Para encarar o trânsito, cada cidadão da Classe deve estar equipado com seu carro. Se uma moradia médio-classista possui, por exemplo, 4 habitantes em idade para serem condutores, o ideal é que ali haja 4 carros. O carro é uma importante propriedade desses cidadãos, e seu interior é seu mundo particular, uma extensão de sua casa sobre rodas. Por isso, o carro para este público precisa ser equipado com "insulfim", equipamento de som, ar-condicionado e lugar para no mínimo cinco passageiros (para levar objetos e peças de vestuário, uma vez que raramente o carro do médio-classista trafega com mais de uma pessoa além do motorista). Tudo isso garante que o que realmente importa (o mundo particular do condutor) esteja muito agradável, a fim de evitar o contato com o mundo exterior, totalmente desprezível. Para este, há um mecanismo de comunicação denominado buzina.

Você, aprendiz de médio-classista, precisa aprender que, para ser da Classe, é necessário se revoltar com as atuais condições do trânsito. Assim, no seu papel de cidadão politizado e pagador de impostos, deve exigir das autoridades que abram espaço na cidade para mais carros. Que desapropriem, botem a cidade abaixo, mas garantam a duplicação das vias até resolver o problema (o que provavelmente será quando a cidade for um grande plano de asfalto). Fique revoltado também pelo fato de o Governo se preocupar mais em, violentamente, coibir seu direito sagrado de ingerir álcool, do que abrir mais acessos pro seu carro trafegar mais rápido.

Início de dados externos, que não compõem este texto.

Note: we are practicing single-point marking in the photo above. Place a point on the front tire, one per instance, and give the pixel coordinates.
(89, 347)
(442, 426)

Também é preciso aprender a se comportar neste ambiente. Se você quiser se parecer realmente com alguém da Classe, ande sempre na frente dos outros. Se alguém sinalizar que quer mudar de faixa e ficar à sua frente, mesmo que você esteja um pouco longe, acelere loucamente para passar à frente dele antes que ele realize a manobra. Logo, sabendo que todos agirão assim, dispense o uso da seta (pode até pedir o mecânico para desativar a sua). Você não tem que dar satisfações sobre pra que lado vai virar ou se quer ou não mudar de faixa.

Portanto, aspirante, o primeiríssimo passo para entrar na Classe é abandonar o transporte coletivo, o metrô e até mesmo a bicicleta (esta somente pode ser usada para lazer, e mesmo assim, deve ser transportada de carro até o local do uso). No transporte coletivo você está num espaço público, sujeito a ficar perto de pobres e nada ali é "só seu". É muito melhor que você trafegue dentro de sua bolha de vidro e metal, "privatizando" (aprenda a adorar esta palavra) cerca de 10m² do espaço público, com uma máquina de 1000kg que queimará petróleo para transportar uma pessoa de 70kg, a fim de garantir seu merecido bem-estar até seu destino. Você tem direito, você é da Classe Média.